Depending on the situation Brentford will give different looks with their free kicks, to exploit potential weaknesses within the opposition. With free-kicks from deeper areas it is very hard to score off the first contact especially with teams who play a high line, this means the second contact and having people attack the ball is imperative, similar to the players attacking the flick on with the long throw. This has led to Brentford using a split or spread out approach with their free kicks. The example below is against Norwich and shows their free-kick set up really well. You have two players at the top of the box, then three players more centrally than one coming back nearest to the taker. As we have seen before Brentford commit lots of bodies forward to set pieces and here, they have all 10 outfield players in the opposition final third. The ball is going to be played to the highlighted space for Pinnock to run onto and attack while the central players will look to attack the second ball and try to score.
As the ball goes to the area, the nearest Norwich man is blocked off, to create room for Pinnock. As he heads the ball you can see three Brentford players looking to attack the ball. Although this is unsuccessful it gives a look into how they like to attack Freekicks.
Creating space at the far post area is a theme of the Brentford free kicks and the next one is executed perfectly with a goal. Some principals remain, everyone forward, three players ringing the box and an emphasis on attacking the deepest area of the defensive line. Wolves are using a zonal defensive line with them being outnumbered deep in the highlighted area. Brentford will exploit this.
Again, we see similar principles and an element innovative with the blocks. Creating a well thought out and executed set piece.
The most common form of set pieces are corners, and these too produce the most goals.
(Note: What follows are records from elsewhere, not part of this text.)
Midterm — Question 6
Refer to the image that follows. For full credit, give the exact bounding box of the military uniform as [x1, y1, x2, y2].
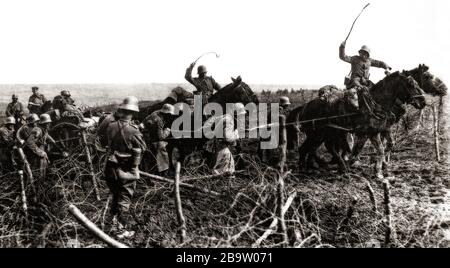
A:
[24, 126, 56, 179]
[104, 118, 147, 219]
[28, 93, 47, 114]
[0, 126, 16, 172]
[52, 95, 75, 111]
[142, 110, 172, 174]
[204, 114, 239, 174]
[17, 124, 35, 144]
[339, 43, 390, 89]
[185, 64, 221, 104]
[6, 101, 25, 124]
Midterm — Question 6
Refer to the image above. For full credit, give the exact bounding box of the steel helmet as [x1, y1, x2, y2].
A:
[197, 65, 207, 75]
[280, 96, 291, 106]
[39, 114, 52, 124]
[233, 103, 247, 116]
[359, 45, 371, 57]
[32, 86, 39, 91]
[27, 113, 40, 123]
[5, 117, 16, 125]
[118, 96, 140, 112]
[161, 104, 176, 115]
[61, 90, 71, 97]
[12, 94, 18, 100]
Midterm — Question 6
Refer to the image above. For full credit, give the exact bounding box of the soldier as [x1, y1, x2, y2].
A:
[102, 96, 147, 238]
[17, 114, 40, 145]
[53, 90, 75, 111]
[24, 114, 67, 179]
[203, 103, 245, 175]
[28, 87, 47, 115]
[185, 63, 221, 105]
[5, 95, 25, 127]
[142, 104, 176, 177]
[340, 41, 392, 90]
[0, 117, 17, 172]
[279, 96, 291, 116]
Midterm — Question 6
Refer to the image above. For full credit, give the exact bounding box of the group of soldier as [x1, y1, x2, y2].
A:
[0, 42, 389, 239]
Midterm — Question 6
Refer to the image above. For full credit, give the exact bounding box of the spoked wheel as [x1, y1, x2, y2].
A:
[50, 122, 83, 156]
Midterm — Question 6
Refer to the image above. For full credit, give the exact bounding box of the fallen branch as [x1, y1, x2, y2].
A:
[365, 182, 378, 213]
[68, 204, 129, 248]
[182, 171, 234, 183]
[252, 191, 297, 247]
[139, 171, 221, 197]
[174, 162, 187, 243]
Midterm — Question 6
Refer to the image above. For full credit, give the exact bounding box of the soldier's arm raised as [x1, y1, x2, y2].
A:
[185, 63, 196, 84]
[339, 42, 352, 63]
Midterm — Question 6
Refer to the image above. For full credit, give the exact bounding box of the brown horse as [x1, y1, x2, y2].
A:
[298, 71, 426, 179]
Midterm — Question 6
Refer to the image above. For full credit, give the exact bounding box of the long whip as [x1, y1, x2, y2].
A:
[344, 3, 371, 43]
[193, 52, 220, 66]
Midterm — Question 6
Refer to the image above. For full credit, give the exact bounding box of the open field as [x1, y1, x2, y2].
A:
[0, 89, 448, 248]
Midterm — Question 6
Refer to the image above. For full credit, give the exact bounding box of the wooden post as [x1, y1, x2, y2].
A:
[174, 162, 187, 244]
[277, 115, 288, 246]
[278, 115, 287, 172]
[18, 171, 28, 218]
[383, 180, 394, 247]
[81, 130, 101, 201]
[432, 106, 441, 162]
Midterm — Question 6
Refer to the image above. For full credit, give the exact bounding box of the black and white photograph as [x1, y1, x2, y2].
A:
[0, 0, 449, 251]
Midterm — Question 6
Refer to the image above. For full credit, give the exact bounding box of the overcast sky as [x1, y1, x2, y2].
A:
[0, 0, 448, 86]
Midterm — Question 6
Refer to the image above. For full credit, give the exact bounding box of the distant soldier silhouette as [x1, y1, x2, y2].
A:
[0, 117, 17, 172]
[5, 94, 25, 128]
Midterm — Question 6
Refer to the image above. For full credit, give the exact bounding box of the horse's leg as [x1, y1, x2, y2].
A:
[298, 135, 314, 171]
[305, 133, 325, 170]
[369, 133, 385, 180]
[349, 134, 368, 166]
[382, 130, 394, 165]
[330, 140, 348, 174]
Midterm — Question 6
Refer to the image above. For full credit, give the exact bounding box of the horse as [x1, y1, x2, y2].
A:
[138, 86, 194, 122]
[380, 64, 447, 159]
[297, 71, 426, 179]
[169, 77, 259, 168]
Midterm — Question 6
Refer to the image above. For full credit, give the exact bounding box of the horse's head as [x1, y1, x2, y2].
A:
[403, 64, 447, 97]
[397, 74, 427, 109]
[209, 76, 259, 106]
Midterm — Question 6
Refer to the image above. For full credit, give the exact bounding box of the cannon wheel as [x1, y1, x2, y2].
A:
[50, 122, 83, 155]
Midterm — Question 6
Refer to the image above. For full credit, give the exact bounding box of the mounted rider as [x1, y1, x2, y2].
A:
[185, 63, 222, 105]
[340, 41, 392, 91]
[28, 87, 47, 115]
[53, 90, 83, 121]
[101, 96, 147, 238]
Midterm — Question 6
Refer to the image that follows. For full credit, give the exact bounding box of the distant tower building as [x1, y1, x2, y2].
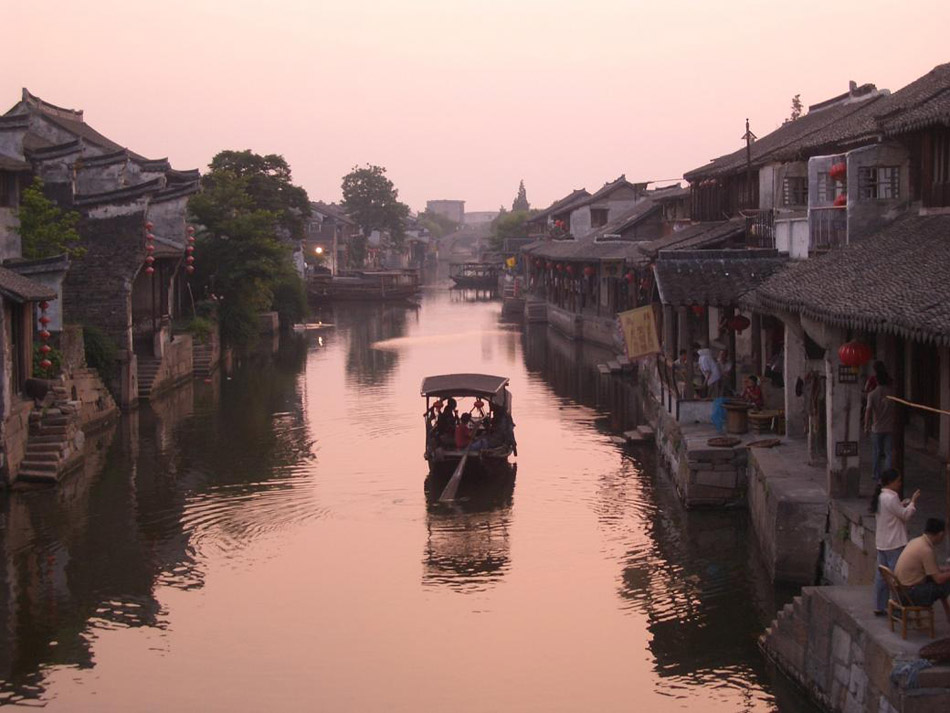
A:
[425, 199, 465, 225]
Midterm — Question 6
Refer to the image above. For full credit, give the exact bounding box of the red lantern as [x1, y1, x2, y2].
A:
[186, 256, 195, 264]
[833, 193, 847, 207]
[546, 261, 553, 270]
[39, 344, 51, 355]
[146, 266, 155, 275]
[187, 246, 195, 254]
[40, 359, 52, 370]
[691, 304, 705, 317]
[566, 264, 574, 276]
[145, 222, 154, 231]
[624, 272, 635, 284]
[39, 315, 50, 325]
[727, 315, 751, 333]
[838, 340, 872, 368]
[583, 266, 595, 277]
[188, 236, 196, 244]
[186, 265, 195, 275]
[829, 162, 847, 181]
[145, 255, 155, 265]
[39, 301, 49, 310]
[146, 243, 155, 253]
[39, 330, 50, 340]
[556, 263, 563, 272]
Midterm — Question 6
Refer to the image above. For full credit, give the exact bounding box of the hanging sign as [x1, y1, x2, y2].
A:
[835, 441, 859, 457]
[618, 305, 660, 360]
[837, 366, 859, 384]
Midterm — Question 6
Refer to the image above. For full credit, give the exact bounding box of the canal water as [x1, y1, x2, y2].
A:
[0, 288, 818, 712]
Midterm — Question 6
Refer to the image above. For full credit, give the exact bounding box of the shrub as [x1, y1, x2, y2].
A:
[32, 342, 63, 378]
[83, 325, 117, 383]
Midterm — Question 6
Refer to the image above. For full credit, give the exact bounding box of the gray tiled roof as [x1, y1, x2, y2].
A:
[639, 219, 746, 258]
[0, 265, 57, 303]
[752, 213, 950, 344]
[526, 188, 591, 225]
[877, 63, 950, 135]
[654, 250, 787, 307]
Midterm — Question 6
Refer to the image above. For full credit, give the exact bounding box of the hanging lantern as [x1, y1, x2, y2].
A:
[556, 263, 564, 272]
[186, 265, 195, 275]
[145, 266, 155, 275]
[838, 340, 872, 368]
[624, 271, 635, 284]
[37, 300, 52, 374]
[566, 264, 574, 276]
[144, 220, 156, 278]
[185, 225, 196, 276]
[145, 221, 154, 231]
[829, 161, 847, 182]
[727, 315, 751, 333]
[546, 261, 553, 270]
[583, 266, 595, 278]
[691, 304, 705, 317]
[833, 193, 847, 207]
[186, 256, 195, 264]
[186, 245, 195, 254]
[145, 255, 155, 265]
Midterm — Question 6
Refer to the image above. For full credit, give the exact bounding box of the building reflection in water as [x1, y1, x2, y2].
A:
[0, 336, 315, 705]
[333, 302, 416, 387]
[421, 464, 516, 592]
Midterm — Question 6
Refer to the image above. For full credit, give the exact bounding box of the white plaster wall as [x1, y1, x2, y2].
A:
[789, 218, 810, 260]
[775, 220, 791, 254]
[759, 163, 778, 210]
[570, 206, 591, 237]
As we have seen already Brentford execute their set pieces well with a well thought out strategy, corners are no different. They will change their focus depending on the opposition’s weaknesses which they will identify and look to exploit. However, the key principles remain the same. They always like to have at least one player on or in and around the keeper, with three or four deeper in the box looking to make a run and attack the balls. They will often have a short option also. In this example against Manchester City, Brentford is looking to exploit weakness within the system. Manchester City defends the six-yard box with six defenders, so Brentford is going to keep the ball away from there and play the ball deeper. The principles here are the same, with two in and around the keeper and four deeper looking to make runs.
The key here is the movements of Wissa, Pinnock and Jansson. Wissa will run forward but no one will go with him as no one wants to come off their assignment.
As the ball comes in Pinnock and Jansson cross and the ball is floated deeper to Pinnock, to keep it away from the six-yard box. Pinnock gets above his man but doesn’t head towards the goal instead aims for Wissa who is unmarked.
Wissa gathers the ball, and his shot is cleared off the line. Although Pinnock chooses Wissa, if he heads towards the goal, he has four players who are looking to attack the second ball.
Again Brentford demonstrates some core principles, while always tailoring their set-pieces to exploit and opposition weakness as they did here.
Hopefully, this analysis demonstrates that Brentford has shown innovative and excellent set-pieces this season, using a set of core principles in each area but also and ability to tailor these to the weaknesses the opposition may show. They understand the importance of attacking and winning the second ball/ contact as this is where a lot of set-piece goals come from. They have also shown an ability to try different ideas and avoid the obvious and tried methods of delivering set-pieces. Finally, these set pieces are well drilled and executed, everyone understands their job and role with the delivery and timing of runs made to the highest standard, maybe the extra training time is paying off.